Commodities & Currencies
| Instrument | Price | Change | % Change |
|---|---|---|---|
| WTI Oil | $69.29 | +$0.71 | +1.04% |
| Brent Oil | $72.77 | +$1.20 | +1.68% |
| Gold | $4,133.00 | -$22.10 | -0.53% |
| Silver | $60.95 | +$0.86 | +1.45% |
| Natural Gas | $3.220 | +$0.002 | +0.06% |
| GBP/USD | 1.3384 | +0.0133 | +1.00% |
| EUR/USD | 1.1435 | +0.0022 | +0.19% |
| USD/JPY | 161.87 | -0.76 | -0.47% |
| Bitcoin | $63,075.31 | -$472.57 | -0.74% |
Oil found a bid on Monday, with Brent up 1.68% to $72.77 as geopolitical tensions remain elevated. Sterling surged 1.00% against the dollar to 1.3384, its strongest move in weeks, likely driven by positioning ahead of today's UK housing data. Gold slipped 0.53% to $4,133.00 as real yields ticked higher, while silver bucked the trend with a 1.45% gain, suggesting industrial demand optimism is offsetting safe-haven flows.
Trading Outlook
The bias remains cautiously bullish into the European open, with US futures pointing to a flat-to-higher start. However, overbought conditions in cybersecurity and select tech names suggest we're due for some digestion.
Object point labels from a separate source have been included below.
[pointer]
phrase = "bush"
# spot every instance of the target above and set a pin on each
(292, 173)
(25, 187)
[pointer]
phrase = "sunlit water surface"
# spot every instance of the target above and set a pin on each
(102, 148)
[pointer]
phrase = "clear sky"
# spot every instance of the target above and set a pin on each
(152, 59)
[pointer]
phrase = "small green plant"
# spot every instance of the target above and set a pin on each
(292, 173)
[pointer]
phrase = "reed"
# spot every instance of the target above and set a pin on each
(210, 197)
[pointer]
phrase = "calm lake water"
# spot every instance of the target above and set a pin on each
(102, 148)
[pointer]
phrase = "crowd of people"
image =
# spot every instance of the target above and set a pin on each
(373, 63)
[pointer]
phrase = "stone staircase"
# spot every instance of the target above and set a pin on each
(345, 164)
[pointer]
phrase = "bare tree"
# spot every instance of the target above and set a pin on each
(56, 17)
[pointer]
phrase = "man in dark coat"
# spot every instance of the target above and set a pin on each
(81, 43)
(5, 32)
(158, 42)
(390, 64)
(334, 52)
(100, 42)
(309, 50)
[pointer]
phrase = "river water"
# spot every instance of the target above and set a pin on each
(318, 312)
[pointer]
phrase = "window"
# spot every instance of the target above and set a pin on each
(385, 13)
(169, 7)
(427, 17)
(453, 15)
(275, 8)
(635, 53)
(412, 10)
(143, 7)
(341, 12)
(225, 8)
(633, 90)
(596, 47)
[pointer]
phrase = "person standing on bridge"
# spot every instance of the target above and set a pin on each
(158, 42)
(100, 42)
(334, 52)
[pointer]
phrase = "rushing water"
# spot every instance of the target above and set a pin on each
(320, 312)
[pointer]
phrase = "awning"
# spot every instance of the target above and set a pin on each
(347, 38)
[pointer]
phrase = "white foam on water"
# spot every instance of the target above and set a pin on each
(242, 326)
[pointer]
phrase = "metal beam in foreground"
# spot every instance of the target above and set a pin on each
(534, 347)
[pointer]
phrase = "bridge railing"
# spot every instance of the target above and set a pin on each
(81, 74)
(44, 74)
The key catalyst that could flip sentiment is this afternoon's US trade balance — a significantly wider deficit could trigger dollar weakness and support risk assets, while a narrower-than-expected print might prompt profit-taking. Watch the 10,650 level on the FTSE 100 — it's now acting as pivot support, and a break below would open the door to 10,430. Stay nimble and respect the levels.
This briefing is generated using AI analysis of market data and news feeds, reviewed by the ChartsView team. It does not constitute financial advice. Always do your own research before making trading decisions.